I'm going to make the move to EVA plan next month and compare it with my current usage this month to see which plan is better for me. We typically use approx 400kW / month prior to purchasing the Leaf and now I plan on adding ~120kW of usage on top (charge the car at work mon-friday but charge at home on weekends).

For those of you that are more familiar with PG&E, which plan do you think I would be better on? I'm going to try it for a month to see for myself but I figured it'd be interesting to see what others think since a search on the topic didn't turn up anything recent. I know during xmas time, I probably will be better on EVA plan since we like to run our xmas lights all season long. :) PS. I don't have solar.
 
It's kWh, not kW.

kW and kWh are very different metrics. It's the same as confusing gallons with horsepower. Think of kW = horsepower, kWh = gallons.

If one charges at 1 kW (or 1000 watts) for 6 hours, 6 kWh came out of the wall. If it's at 6 kW for 1 hour, it's also 6 kWh. If it's 1 watt for 6000 hours, it's also 6 kWh.

(BTW, 1 hp = ~0.746 kW and 1 gallon of gasoline=33.7 kWh.)

I'm on E-6, but I believe it's closed to new enrollments. I hardly ever charge my Leaf or any EV/PHEV at home. Their estimator tool claims that E6 Smart is the cheapest for me ($650/year) and E6 ($675/year) is the next cheapest (although I've seen this flip flip bunch of items before). The worst for me is ETOU-B ($895/year) then EVA ($750/year) then E1 ($720/year).

I almost never pass tier 1 for my electric portion.

https://www.pge.com/en/pevcalculator/PEV/index.page may help but I've not used it.

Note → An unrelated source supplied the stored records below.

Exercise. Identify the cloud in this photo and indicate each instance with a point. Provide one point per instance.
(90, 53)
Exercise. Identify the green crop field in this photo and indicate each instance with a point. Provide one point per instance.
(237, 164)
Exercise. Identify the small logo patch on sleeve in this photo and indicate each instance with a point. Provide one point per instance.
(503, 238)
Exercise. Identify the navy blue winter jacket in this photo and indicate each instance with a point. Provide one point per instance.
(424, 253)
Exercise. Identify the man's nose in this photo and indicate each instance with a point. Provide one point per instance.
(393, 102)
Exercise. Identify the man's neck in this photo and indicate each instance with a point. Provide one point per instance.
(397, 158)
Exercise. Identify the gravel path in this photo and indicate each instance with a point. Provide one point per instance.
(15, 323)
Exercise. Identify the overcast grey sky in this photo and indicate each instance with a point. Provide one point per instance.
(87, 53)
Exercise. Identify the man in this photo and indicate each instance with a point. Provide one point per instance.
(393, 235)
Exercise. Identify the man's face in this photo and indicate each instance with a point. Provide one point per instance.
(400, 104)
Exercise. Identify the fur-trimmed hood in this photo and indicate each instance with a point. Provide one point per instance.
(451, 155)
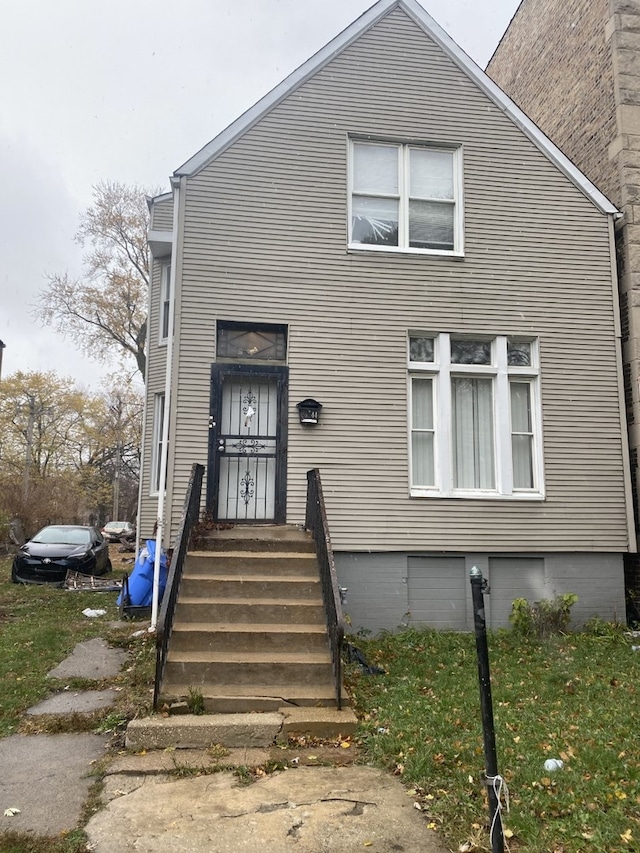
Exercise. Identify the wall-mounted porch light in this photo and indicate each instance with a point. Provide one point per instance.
(309, 411)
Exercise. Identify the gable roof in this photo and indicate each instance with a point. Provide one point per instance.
(432, 29)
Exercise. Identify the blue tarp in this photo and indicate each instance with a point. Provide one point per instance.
(141, 578)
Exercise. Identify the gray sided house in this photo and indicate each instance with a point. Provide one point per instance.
(387, 234)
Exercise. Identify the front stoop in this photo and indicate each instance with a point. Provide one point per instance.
(191, 731)
(249, 632)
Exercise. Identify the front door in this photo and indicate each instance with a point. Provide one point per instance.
(247, 445)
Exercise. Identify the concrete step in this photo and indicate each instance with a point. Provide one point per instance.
(279, 537)
(208, 636)
(238, 730)
(256, 611)
(263, 668)
(245, 698)
(248, 562)
(284, 587)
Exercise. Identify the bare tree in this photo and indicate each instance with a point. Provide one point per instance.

It's also difficult to compare, assuming you're on E-1 now which is NOT time-of-use based. EV-A is TOU-based per https://www.pge.com/en_US/residential/rate-plans/rate-plan-options/electric-vehicle-base-plan/electric-vehicle-base-plan.page and per https://www.pge.com/tariffs/tm2/pdf/ELEC_SCHEDS_EV.pdf. If your usage is high during the day and you don't charge during off-peak (see page 4 of the latter URL), EV-A would really suck for you.
 
It's too bad PG&E must talk softly and carry a big stick and a tiny carrot. Instead of sending a clear signal, which would seem to be the POINT of TOU pricing, the customer is left wondering if they might actually save money, or be clobbered with punitive charges. And so TOU users are few and far between and the overall benefit is miniscule.
 
I, too, am on E-6. I haven't checked to see if you can get on it, but I think it's the best deal if you can. 62% of my usage is off peak, 19% part peak. I charge only at home, since I'm retired and don't drive much. I don't have solar and I don't have air conditioning. My summer bills are lower than my winter ones by quite a bit, never over $100 even though we're home almost all day on most days (family of 2).
 
Thanks everyone for your responses. I'm now on the EV plan since the E6 plan is no longer available. From reviewing the PG&E site, it looks like many of the plans we are on now are going to be phased out by 2017 and replaced with fewer options, including a two-tier plan (to replace the current 3 tier plan).